Exploring rapid desensitization of mu-opioid receptors induced by G protein-biased agonists

S. Groom¹, A. Conibear², A. Disney¹, S. Husbands¹, Y. Li³, L. Toll⁴, G. Henderson², E. Kelly², C. Bailey¹. ¹Department of Pharmacy & Pharmacology, University of Bath, Bath, United Kingdom, ²School of Physiology, Pharmacology & Neuroscience, University of Bristol, Bristol, United Kingdom, ³Torrey Pines Institute for Molecular Studies, Port St. Lucie, FL, ⁴Florida Atlantic University, Boca Raton, FL.

Introduction: G protein-biased agonists of mu-opioid receptors (MOPrs) have potential for reducing receptor desensitization and drug tolerance. We have studied 2 potential G protein-biased MOPr agonists: PZM21¹ and ‘Compound 1’ (Tyr-c[D-Lys-Phe-Tyr-Gly])². Using Western blotting we investigated each agonist’s ability to phosphorylate a GRK substrate on MOPr (Ser375), and using brain slice electrophysiology we have investigated each agonist’s ability to induce rapid MOPr desensitization.

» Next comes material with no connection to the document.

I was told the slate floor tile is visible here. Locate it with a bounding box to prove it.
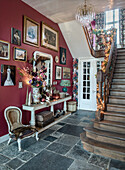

Method: Western blot: HEK293 cells stably expressing the HA-tagged rat MOPr were incubated with MOPr agonists for 10 min at 37^oC. HA-MOPrs were immunoprecipitated using anti-HA antibody, proteins were resolved by SDS PAGE. Changes in receptor phosphorylation were evaluated by phosphor-serine 375 immunoblotting^3,4. Electrophysiology: Whole-cell voltage-clamp recordings were made from rat locus coeruleus (LC) neurones (from 4-5 week-old male Wistar rats). MOPrs are coupled to K+ channels: the amplitude of K⁺ current is a measure of MOPr activation. α₂-adrenoceptors couple to the same channels as MOPrs: comparing MOPr-evoked currents with noradrenaline (NA)-evoked currents gives a measure of MOPr agonist efficacy³. Data shown as mean±SEM. Statistics: 1-way ANOVA or unpaired Student’s T-test, as appropriate.

Results: Morphine and DAMGO both induced Ser375 phosphorylation^3,4. In contrast, PZM21 and Compound 1-induced Ser375 phosphorylation was indistinguishable from control (Figure 1; n=3). In rat LC neurones, peak K⁺ currents induced by morphine, PZM21 and Compound 1 were similar, and significantly less than Met-Enkephalin, indicating that PZM21 and Compound 1 have similar efficacies to morphine (Figure 2; n=5-7). Over 8 minutes, PZM21 induced significantly less rapid MOPr desensitization than morphine. In contrast, Compound 1 induced robust MOPr desensitization that was significantly greater than morphine (Figure 3; n=3-7; each applied at 30μM). Further, although activation of PKC has been shown to enhance morphine-induced MOPr desensitization⁵, the phorbol ester PMA (1μM) did not significantly affect PZM21-induced MOPr desensitization (PZM21 current at 8 minutes: 87.8±1.7% (control), 82.2±3.8% (in PMA) (n=3-5).

Conclusion: These data indicate that although potential G protein-biased agonists at MOPrs induce very little phosphorylation of Ser375, their abilities to induce rapid MOPr desensitization can vary. Subsequent experiments are ongoing to investigate the intracellular mechanisms involved, and the in vivo consequences.

References:

1. Manglik A et al. (2016). Nature 537:185-90.

2. Li Y et al. (2016). J Med Chem 59:1239-45.

3. Lowe JD et al. (2015). Mol Pharmacol 88:347-56.

4. Schulz S et al. (2004). EMBO J 23:3282-9.

5. Bailey CP et al. (2009). Br J Pharmacol 158:157-64.